Adamo e Lucio vivono beati nella loro ignoranza, finché la curiositas non spinge entrambi ad andare oltre, attraverso la conoscenza delle proprie infinite possibilità. Questo percorso tuttavia non porterà loro alcun beneficio: in particolare Adamo diventerà preda dell’angoscia, stato d’animo su cui sono incentrate le riflessioni condotte dal filosofo danese Søren Aabye Kierkegaard (1813 – 1855) in una delle sue opere più famose, ovvero Il concetto dell’angoscia.

L'angoscia è la condizione generata nell'uomo dal possibile che lo costituisce. Essa è strettamente connessa con il peccato, ed è anzi a fondamento dello stesso peccato originale. Adamo è "innocente" finché resta "ignorante", cioè finché non conosce le proprie infinite possibilità; ma tale ignoranza contiene già in sé l'elemento che determinerà la caduta, e tale elemento non è né calma né riposo, né turbamento né lotta, perché non c'è alcunché da cui riposarsi o contro cui lottare. Non è che un niente; ma è proprio questo niente a generare l'angoscia. A differenza del timore e di altri stati analoghi, che si riferiscono sempre a qualcosa di determinato, l'angoscia non si riferisce a nulla di preciso. Essa è il puro sentimento della possibilità.
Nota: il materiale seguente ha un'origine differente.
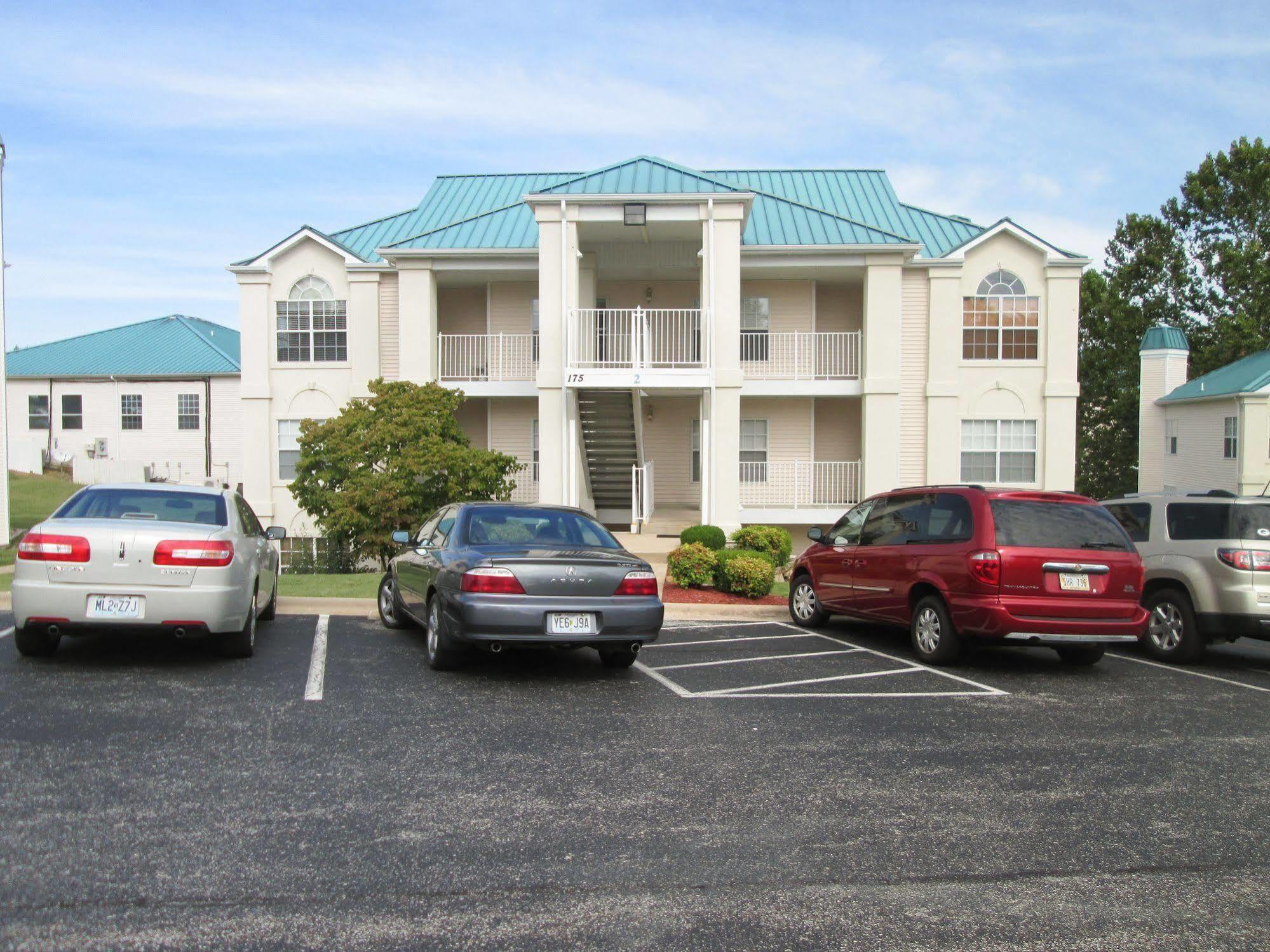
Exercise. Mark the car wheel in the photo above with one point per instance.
(241, 644)
(36, 641)
(442, 654)
(618, 657)
(804, 606)
(390, 608)
(935, 640)
(271, 610)
(1173, 634)
(1081, 655)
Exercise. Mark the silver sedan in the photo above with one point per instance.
(180, 559)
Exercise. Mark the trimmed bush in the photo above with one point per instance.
(766, 539)
(728, 555)
(691, 565)
(750, 575)
(709, 536)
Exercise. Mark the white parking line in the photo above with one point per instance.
(761, 658)
(1187, 671)
(318, 663)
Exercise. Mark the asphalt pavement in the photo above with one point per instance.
(745, 786)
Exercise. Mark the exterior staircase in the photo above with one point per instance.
(607, 419)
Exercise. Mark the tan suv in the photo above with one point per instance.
(1207, 559)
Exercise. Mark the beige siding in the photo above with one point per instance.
(789, 424)
(511, 307)
(915, 335)
(789, 302)
(390, 337)
(839, 307)
(837, 429)
(668, 443)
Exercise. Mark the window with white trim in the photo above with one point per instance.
(187, 412)
(756, 324)
(130, 412)
(999, 451)
(753, 451)
(37, 412)
(695, 450)
(1231, 438)
(311, 324)
(1000, 321)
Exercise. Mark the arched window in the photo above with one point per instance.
(1001, 323)
(313, 324)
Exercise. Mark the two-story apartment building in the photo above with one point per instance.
(729, 345)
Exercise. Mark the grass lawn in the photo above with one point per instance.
(360, 586)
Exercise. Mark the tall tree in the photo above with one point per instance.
(386, 462)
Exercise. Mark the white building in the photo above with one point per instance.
(1212, 432)
(151, 400)
(748, 347)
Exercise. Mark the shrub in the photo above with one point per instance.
(691, 565)
(750, 575)
(709, 536)
(766, 539)
(728, 555)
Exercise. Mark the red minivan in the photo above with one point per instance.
(961, 563)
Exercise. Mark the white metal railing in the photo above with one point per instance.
(638, 338)
(642, 494)
(487, 357)
(799, 484)
(801, 354)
“…Il divieto divino rende inquieto Adamo perché sveglia in lui la possibilità della libertà. Ciò che si offriva all'innocenza come il niente dell'angoscia è ora entrato in lui, e qui ancora resta un niente: l'angosciante possibilità di potere. Quanto a ciò che può, egli non ne ha nessun idea, altrimenti sarebbe presupposto ciò che ne segue, cioè la differenza tra il bene ed il male. Non vi è in Adamo che la possibilità di potere, come una forma superiore di ignoranza, come un'espressione superiore di angoscia, giacché in questo grado più alto essa è e non è, egli l'ama e la fugge…”.

(Il concetto dell’angoscia, capitolo 1, paragrafo 5)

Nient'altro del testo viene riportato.